Trench coats and Wellington boots: for many, the mental image that epitomizes English style is more James Bond at the end of Skyfall than anything else — but given names like Vivienne Westwood or the late Lee McQueen, it looks like it’s time that we revised that old story. More so than any other major fashion week, London’s represents the wildest of all, where boundaries of taste are likely to be pushed and conservative eyes most easily offended. While there’s something to be said for the “heritage” brands showing in London, such as Pringle, Burberry and even Paul Smith, London today is probably better described according to its uniquely impetuous brand of innovation than anything else.
If we’re talking about the DNA of London’s fashion culture, then there’s no better place to start than with Louise Wilson, the late director of Central Saint Martins’ (CSM) M.A. program to whom the school’s latest graduate show was dedicated. For decades Wilson supported the brightest young design minds. It was her audacity that shaped the audacity of this generation: a boldness palpable in the most recent CSM show.
This season, the most memorable looks were explosive, launching off the surface of the body. Let us not forget that this is a generation of designers heavily informed by visionaries like Rei Kawakubo, who pioneered a new understanding of fashion’s relationship to flesh in her major collection, S/S 1997’s Lumps and Bumps. The work of the 15 designers who presented this week offer the promise of a generation unlikely to let Wilson down.
Arguably London Fashion Week’s (LFW) most revered wunderkind, Christopher Kane’s, collection was about sex. Liner notes dubbed the collection “lover’s lace,” traversing all conceptions of what it meant for clothing to be “sexy.” There was diaphanous chiffon, aggressive snakeskin, but none without Kane’s signature subversion. And who could ignore the Schiele-esque treatment of line in the last few looks, made up of lace brocade bodies grasping — sometimes softly, but often with much more urgency — towards one another?
Critics have praised how Mary Kareanrzou’s collection engages with the relationship between the contemporary propensity for minimalism and the “horror vacui” (fear of emptiness) that governed Victorian aesthetic principles. But the collection might also be seen as just another stepping stone in the arc of technical innovation that her collections have recently taken. While Katrantzou’s breakout collection (S/S 2011) was all about experimenting with the potential that digital technology proposed for textiles, her more recent work has been concerned with an investigation outward, into the third dimension. This month, it was the sculptural quality of Katrantzou’s bustiersm, made up, noticeably, in plain gray, that fascinated most. And where there was a return to her digital prints, it was accompanied by an innovation in texture too with the geometric plastic waistbands on simple shifts, the plastic sequins or the printed furs.
While Katrantzou’s work developed in sync with what she’s been working on in recent seasons, there were surprises to be found on runways next-door. J.W. Anderson known for his deconstructed, anti-sexy — and yet sexy designs, because isn’t being smart what it’s really all about? — clothes, brought us a romp through ‘80s German new-wave, into a world of debauchery and wonderfully investigated “bad taste.”

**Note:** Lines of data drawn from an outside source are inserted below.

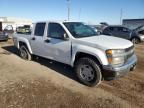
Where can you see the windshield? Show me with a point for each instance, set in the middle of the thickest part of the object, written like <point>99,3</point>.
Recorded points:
<point>79,30</point>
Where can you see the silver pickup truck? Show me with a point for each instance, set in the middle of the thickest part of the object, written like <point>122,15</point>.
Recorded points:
<point>94,57</point>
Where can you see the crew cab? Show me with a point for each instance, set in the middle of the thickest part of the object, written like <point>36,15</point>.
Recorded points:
<point>94,57</point>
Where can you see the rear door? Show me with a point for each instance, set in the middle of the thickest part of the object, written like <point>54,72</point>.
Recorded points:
<point>37,39</point>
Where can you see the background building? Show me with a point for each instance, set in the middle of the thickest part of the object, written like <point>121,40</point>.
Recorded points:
<point>133,23</point>
<point>14,22</point>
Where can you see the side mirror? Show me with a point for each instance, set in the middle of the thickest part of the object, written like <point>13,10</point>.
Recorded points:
<point>65,37</point>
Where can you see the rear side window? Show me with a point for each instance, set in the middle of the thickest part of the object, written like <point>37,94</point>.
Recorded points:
<point>39,29</point>
<point>120,29</point>
<point>111,28</point>
<point>55,31</point>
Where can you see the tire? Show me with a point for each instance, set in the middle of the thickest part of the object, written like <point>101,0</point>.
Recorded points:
<point>135,40</point>
<point>24,53</point>
<point>88,72</point>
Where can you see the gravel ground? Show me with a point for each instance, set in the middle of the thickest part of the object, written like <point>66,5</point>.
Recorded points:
<point>45,84</point>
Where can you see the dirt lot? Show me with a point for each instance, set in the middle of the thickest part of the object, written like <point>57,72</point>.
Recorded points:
<point>45,84</point>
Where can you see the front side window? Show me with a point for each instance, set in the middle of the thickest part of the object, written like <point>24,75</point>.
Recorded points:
<point>55,31</point>
<point>39,29</point>
<point>79,30</point>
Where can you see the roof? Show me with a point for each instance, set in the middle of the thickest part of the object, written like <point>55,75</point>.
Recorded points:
<point>133,19</point>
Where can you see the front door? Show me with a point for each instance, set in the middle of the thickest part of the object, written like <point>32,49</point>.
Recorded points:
<point>55,46</point>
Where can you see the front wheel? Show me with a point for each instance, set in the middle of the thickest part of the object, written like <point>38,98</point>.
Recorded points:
<point>88,71</point>
<point>24,53</point>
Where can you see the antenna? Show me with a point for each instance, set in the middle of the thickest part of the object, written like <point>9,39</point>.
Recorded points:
<point>79,15</point>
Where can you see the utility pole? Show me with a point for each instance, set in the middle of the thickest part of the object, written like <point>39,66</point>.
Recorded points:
<point>68,6</point>
<point>121,15</point>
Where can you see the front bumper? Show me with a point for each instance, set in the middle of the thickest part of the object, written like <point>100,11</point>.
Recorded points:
<point>111,72</point>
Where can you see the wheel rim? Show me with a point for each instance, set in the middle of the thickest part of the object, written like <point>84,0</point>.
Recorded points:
<point>87,72</point>
<point>23,53</point>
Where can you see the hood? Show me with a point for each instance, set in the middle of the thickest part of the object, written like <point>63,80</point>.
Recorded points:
<point>107,42</point>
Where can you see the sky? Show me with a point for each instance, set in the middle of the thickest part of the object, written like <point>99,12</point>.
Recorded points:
<point>90,11</point>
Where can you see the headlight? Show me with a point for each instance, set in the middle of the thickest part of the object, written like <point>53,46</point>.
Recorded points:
<point>116,57</point>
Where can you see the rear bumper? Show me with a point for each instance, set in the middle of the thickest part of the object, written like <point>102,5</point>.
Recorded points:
<point>111,72</point>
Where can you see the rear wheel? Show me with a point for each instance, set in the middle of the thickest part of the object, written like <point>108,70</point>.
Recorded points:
<point>88,71</point>
<point>24,53</point>
<point>135,40</point>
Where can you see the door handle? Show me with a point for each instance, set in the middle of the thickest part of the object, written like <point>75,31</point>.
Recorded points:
<point>47,40</point>
<point>33,38</point>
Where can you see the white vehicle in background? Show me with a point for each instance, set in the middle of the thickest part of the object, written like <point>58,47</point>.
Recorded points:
<point>94,57</point>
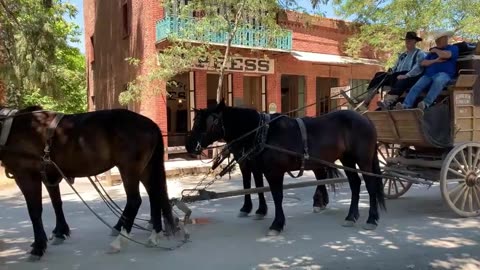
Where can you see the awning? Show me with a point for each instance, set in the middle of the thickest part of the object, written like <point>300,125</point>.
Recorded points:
<point>332,58</point>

Similar surprises were to be found at Burberry Prorsum, which opened with an embroidered kaftan with suede fringe, a setup that might have led some to wonder if they hadn’t accidentally stepped into a Matthew Williamson show next door. Assurance that the audience was indeed in the right place came quickly, though, in the brutally structured, and similarly embroidered, as the kaftan, trench that Edie Campbell wore next. While Bailey’s effort to expand the age-old brand’s vocabulary is admirable, some looks were uninspired: a clearly post, Chloe “bohemian” outfit of a fringed poncho and suede and a coat with intentionally off-kilter tailoring. A few did end up making it work, including an oversized trench sent out nearly halfway through the show cut suede so well that it looked almost like silk, and a few of Bailey’s mod-meets- hippie shifts that would undoubtedly to make Bergdorf’s buyers smile.
Another quintessentially British brand, Hunter — yes, the same one that makes those boots you see everywhere in this late-winter slush — presented a collection of tailored outerwear that quietly evoked the sci-fi of ‘60s pop-culture — elegantly, of course. The first third of the show exhibited an array of waterproof coats which, aside from exhibiting impressive clothing between street-wear and tradition, also makes one think: braving a winter like this one in a coat like that? It might not be so bad.